I am underemployed. I have been unemployed. The news these days is filled with stats on people like me, but I want you to know what it is like.
I lost my job in late 2009, without warning, thanks to the economy. I have a BA from a very good school and a JD. I've passed the bar exam. I have good references, and I have experience. But, what people don't understand is that these qualifications don't GUARANTEE me success. It doesn't necessarily make my job search any easier. Just because I'm not where you expect me to be does not mean I'm a bad person or lazy.
Though I am employed today (part-time), I am underemployed. I'm using my degree a bit, but the position is low hours and not permanent. I am incredibly thankful for this position, but it's difficult to talk to people about my job situation right now. It's inevitably met with "Why aren't you working more?" and "Why are you working there?" and then advice (and more advice... and even more advice) about what to do.

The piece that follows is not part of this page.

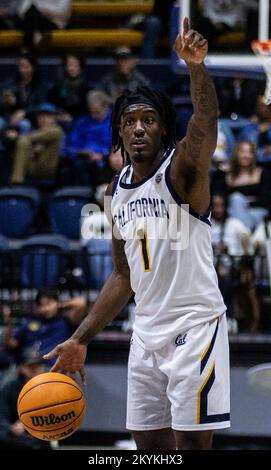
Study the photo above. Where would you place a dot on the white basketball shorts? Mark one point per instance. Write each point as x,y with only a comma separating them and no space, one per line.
185,385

What they don't understand, however great their intentions, is that I have two competing balances--- to myself and to my well-being. For myself: I'd love to work somewhere else, full-time, and doing what I love. But, for my well-being: that job might never come. Despite the best of qualifications, I might not ever get there. And, I need to survive in the meantime (or forever, whichever it might be).
What I wish people would do is not assume. Please don't assume I'm unhappy because I'm not in a position that YOU thought I'd be. Please don't assume I feel bad. Please don't assume I want to talk about it. Believe me, I've beat myself up and down. I have to try to feel good about myself. I have good days and bad. I have days where I feel stupid for not being able to find a better job.... there are days where I scan Craigslist and other sources for ANYTHING and want to cry when there are no jobs I qualify for... and know that other jobs I apply to I will be turned away from for being "overqualified." I've thought about hiding my experience and my degrees on my resume and applying for other positions, but I'm not to that point yet. It makes me hopeful and incredibly sad to think about hiding things which took me decades to accomplish.
But please, I don't need or want your judgment. I'd love you to be proud of me-- I'm making it work. Of course I'm looking for other jobs. But, what I need from you right now is the support of reminding me that I'm not a bad person... not another person spouting advice and judgment. I would love you to be sensitive to the fact that this is a hard time for me. I am so proud of you and your job... but I might not want to talk about it for hours. Is that ok?
I've had to put so many things on the back burner. Children. Trips. Family. Please be sensitive to that and stop asking me when I will have kids and reminding me that I'm not growing any younger.
What I want you to do the most: Put yourself in my shoes. You'll realize that I'm doing the best I can, I have a strong will to get out of this, and I have a determined smile on my face. But, that doesn't mean I need your judgment or advice. I need friends who are proud of me for what and where I am, not judgmental for what and where I am not.